Now, an odious comparison: the farce of 2009 is nothing compared to the great show put on following the 1929 crash. The weakness of the present spectacle is the cast. The chief American protagonist – Barney Frank – is no match for his role model, Ferdinand Pecora, who was "the most brilliant lawyer of Italian extraction in the US", said the Time magazine report of 6 March 1933. He "finished public schools at 12. At 18, after loping through his brother's law books, he was managing clerk of a law firm. Even on the most complex cases (which he, tireless, likes best) he never needs notes, never forgets a word of testimony once it is on the record... At 47, his black eyes flash, his black hair bristles."

But then, the victims are no match for Charles Edwin Mitchell either. "Billion Dollar Charlie" earned more than $1m in 1929. Senator Carter Glass said that he, "more than 50 other men, is responsible for this stock crash". Still, as Time reported, "neither the directors nor any other Manhattan banker knew anyone who, they believed, could do an equally good job of carrying the bank safely through storm and strife. That he has done the job, Ferdinand Pecora would be the last to deny. The statement of National City Bank [Mitchell's] was, on 31 December 1932, the envy of nearly every bank in the US."

But the Depression was on and Mitchell was damned for it. By 1933, he was out of a job. Now Jamie Dimon, Andy Hornby, John Mack, Vikram Pandit, Lord Stevenson and Sir Fred Goodwin are in the dock. Yes, we have erred and strayed like lost sheep, the bankers chant. "We are profoundly, and I think I would say unreservedly, sorry..." said Lord Stevenson, formerly of HBOS, on Tuesday. But "UK bankers find sorry is not enough", judged a headline on Wednesday morning. "I want grovelling," wrote an opinionist to the Los Angeles Times. "I want show-trial sweating and stammering. I want their nine-figure bonus checks endorsed over to the rest of us... I want blood..."

Be careful not to over-act, is our advice. Viewers might catch on. Here, The Guardian announced its own 12 questions, including "why should profits be private, but losses be socialised"? Uh – that is a good question, but it is put to the wrong person. Why the bankers would want to offload their mistakes is a question even a Guardian reader could answer. Why else would they humiliate themselves publicly? The politicians control the money now; the bankers want it. The question is better put to the inquisitor than to his victim. Why would the government wish to take on the losses? There, the answer is easy too – power. Besides, it's not their money; it belongs to the same mouth-breathing yahoos who are enjoying the show.

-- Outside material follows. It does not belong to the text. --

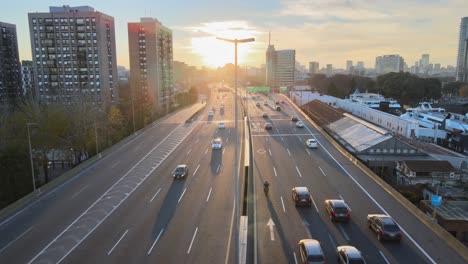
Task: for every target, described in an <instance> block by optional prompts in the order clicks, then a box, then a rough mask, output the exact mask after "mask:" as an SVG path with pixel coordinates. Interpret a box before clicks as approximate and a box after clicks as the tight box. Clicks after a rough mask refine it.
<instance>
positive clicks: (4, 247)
mask: <svg viewBox="0 0 468 264" xmlns="http://www.w3.org/2000/svg"><path fill="white" fill-rule="evenodd" d="M33 227H34V226H31V227H30V228H29V229H28V230H26V231H24V232H23V233H22V234H21V235H19V236H18V237H17V238H15V240H13V241H11V242H10V243H8V245H6V246H5V247H3V248H2V249H0V253H2V251H3V250H5V249H6V248H7V247H9V246H11V244H13V243H15V242H16V241H17V240H18V239H20V238H21V237H22V236H24V235H26V233H27V232H29V231H30V230H31V229H32V228H33Z"/></svg>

We have other questions we'd like to put to Congressman Frank, Labour MP John McFall and the rest of these sanctimonious meddlers: if you're so smart, why didn't you warn the public about the housing bubble and the toxic asset meltdown? And if your armies of regulators at the Securities Exchange Commission, Financial Services Authority or other agencies could do nothing to prevent the crisis, what good are they? And how cometh it to be that the biggest financial fraud of all time took place right under your own employees' noses?

How deliciously the plot turns. In the bubble years, the bankers ripped off the public, pretending to make them rich, while the regulators looked the other way. Now, the politicians create a distraction, pretending to punish the bankers, while together they pick the public's pocket for $3trn or $4trn more. The bankers are convicted, but the spectators hang.